NVIDIA Releases Dynamo v0.9.0: A Massive Infrastructure Overhaul Featuring FlashIndexer, Multi-Modal Support, and Removed NATS and ETCD

Spread the love

NVIDIA has just released Dynamo v0.9.0. This is the most significant infrastructure upgrade to date for the distributed inference framework. This update simplifies how models are deployed and managed at large scale. This release focuses on removing heavy dependencies and improving the way GPUs handle multi-modal data.

Table of Contents

Great simplification: removing NATS etc.

The biggest change in v0.9.0 is the removal of NATS And etcd. In previous versions, these tools handled service discovery and messaging. However, they added an ‘operational tax’ by requiring developers to manage additional clusters.

NVIDIA replaced these with a new one event plane and a discovery aircraft. The system now uses ZMQ (ZeroMQ) For high-performance transportation and messagepack For data serialization. For teams using Kubernetes, Dynamo now supports kubernetes-native service discovery. This change makes the infrastructure flexible and easier to maintain in a production environment.

Dynamo v0.9.0 extends multi-modal support to 3 main backends: VLLM, sglangAnd TensorRT-LLM. This allows models to process text, images, and videos more efficiently.

A major feature in this update is E/P/D (encode/prefill/decode) division. In a standard setup, a single GPU often handles all 3 stages.
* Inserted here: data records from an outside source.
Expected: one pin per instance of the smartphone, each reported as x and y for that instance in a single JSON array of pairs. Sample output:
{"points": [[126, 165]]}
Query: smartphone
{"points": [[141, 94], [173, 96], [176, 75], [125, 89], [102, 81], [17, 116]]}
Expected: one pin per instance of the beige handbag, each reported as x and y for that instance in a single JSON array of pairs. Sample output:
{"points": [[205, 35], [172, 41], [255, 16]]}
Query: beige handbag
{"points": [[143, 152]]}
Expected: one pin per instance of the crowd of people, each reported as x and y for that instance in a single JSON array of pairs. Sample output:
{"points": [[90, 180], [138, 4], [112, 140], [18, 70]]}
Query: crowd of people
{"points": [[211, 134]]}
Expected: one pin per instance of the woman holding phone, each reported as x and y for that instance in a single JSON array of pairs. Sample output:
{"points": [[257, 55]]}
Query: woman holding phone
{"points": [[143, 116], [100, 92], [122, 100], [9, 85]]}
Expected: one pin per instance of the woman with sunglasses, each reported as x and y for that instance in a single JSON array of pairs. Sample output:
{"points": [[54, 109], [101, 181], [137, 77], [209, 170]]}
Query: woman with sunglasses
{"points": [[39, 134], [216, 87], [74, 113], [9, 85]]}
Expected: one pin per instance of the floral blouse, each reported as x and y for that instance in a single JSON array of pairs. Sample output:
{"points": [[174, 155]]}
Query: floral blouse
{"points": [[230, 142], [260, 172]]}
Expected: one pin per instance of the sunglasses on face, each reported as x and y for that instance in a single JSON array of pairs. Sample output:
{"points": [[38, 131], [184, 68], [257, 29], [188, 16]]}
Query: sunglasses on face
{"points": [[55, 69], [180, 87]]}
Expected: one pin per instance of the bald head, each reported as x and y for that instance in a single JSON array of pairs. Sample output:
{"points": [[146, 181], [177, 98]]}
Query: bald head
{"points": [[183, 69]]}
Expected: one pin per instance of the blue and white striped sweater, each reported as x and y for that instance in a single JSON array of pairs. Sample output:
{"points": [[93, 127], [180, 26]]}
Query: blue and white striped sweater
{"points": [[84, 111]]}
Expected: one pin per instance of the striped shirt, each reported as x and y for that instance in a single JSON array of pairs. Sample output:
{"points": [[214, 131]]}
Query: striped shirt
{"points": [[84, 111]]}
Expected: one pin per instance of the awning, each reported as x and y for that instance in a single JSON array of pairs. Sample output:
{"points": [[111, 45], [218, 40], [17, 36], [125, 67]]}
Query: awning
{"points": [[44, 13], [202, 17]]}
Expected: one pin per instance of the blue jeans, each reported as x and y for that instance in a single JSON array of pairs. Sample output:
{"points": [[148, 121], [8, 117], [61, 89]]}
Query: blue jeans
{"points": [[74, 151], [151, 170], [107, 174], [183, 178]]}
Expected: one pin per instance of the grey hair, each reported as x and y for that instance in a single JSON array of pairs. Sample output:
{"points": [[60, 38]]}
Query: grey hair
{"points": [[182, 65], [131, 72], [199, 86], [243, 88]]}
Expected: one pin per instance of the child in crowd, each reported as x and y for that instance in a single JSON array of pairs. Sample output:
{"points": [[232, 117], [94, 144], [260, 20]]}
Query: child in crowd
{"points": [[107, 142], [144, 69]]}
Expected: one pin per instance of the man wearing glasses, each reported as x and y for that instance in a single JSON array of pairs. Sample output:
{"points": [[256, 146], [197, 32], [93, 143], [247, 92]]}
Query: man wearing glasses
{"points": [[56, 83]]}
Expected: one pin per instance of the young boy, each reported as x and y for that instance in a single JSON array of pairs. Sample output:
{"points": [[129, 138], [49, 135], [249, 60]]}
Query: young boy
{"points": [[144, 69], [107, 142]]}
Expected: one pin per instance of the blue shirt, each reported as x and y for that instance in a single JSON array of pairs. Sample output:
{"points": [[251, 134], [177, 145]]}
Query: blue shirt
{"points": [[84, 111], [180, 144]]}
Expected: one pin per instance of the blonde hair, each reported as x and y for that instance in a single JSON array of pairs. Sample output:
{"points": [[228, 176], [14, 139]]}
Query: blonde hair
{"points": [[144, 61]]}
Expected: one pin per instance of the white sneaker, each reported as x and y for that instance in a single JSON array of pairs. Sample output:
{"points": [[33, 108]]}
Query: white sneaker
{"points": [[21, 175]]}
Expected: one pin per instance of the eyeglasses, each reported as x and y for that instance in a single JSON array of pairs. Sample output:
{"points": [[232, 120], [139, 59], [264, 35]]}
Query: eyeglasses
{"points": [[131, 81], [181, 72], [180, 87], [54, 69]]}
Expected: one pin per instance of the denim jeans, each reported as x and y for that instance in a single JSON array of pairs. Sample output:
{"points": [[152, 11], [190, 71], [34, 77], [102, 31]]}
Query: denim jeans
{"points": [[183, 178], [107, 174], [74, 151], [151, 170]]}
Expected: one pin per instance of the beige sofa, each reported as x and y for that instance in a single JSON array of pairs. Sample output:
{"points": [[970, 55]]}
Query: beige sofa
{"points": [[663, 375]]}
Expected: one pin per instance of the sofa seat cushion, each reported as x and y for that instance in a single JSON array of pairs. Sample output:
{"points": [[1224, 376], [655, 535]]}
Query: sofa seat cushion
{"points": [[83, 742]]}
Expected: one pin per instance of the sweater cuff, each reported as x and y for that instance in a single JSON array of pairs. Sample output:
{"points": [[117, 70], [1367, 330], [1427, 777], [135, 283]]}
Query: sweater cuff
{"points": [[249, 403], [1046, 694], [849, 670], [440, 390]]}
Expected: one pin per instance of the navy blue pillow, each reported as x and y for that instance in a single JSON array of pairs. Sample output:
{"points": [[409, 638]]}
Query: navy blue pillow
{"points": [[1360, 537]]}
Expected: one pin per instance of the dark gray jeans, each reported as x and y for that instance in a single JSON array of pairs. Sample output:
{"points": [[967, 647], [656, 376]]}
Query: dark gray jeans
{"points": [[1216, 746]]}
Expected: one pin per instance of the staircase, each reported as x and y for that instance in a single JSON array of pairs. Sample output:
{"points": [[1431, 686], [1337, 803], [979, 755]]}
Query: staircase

This may cause interruptions during heavy video or image processing. v0.9.0 introduction encoder separation. now you can run encoder on a different set of GPU prefill And explain worker. This allows you to scale your hardware based on the specific needs of your model.

Secret Preview: FlashIndexer

This release includes a brief preview of flashindexer. This component is designed to solve latency issues in distributed KV Cash management.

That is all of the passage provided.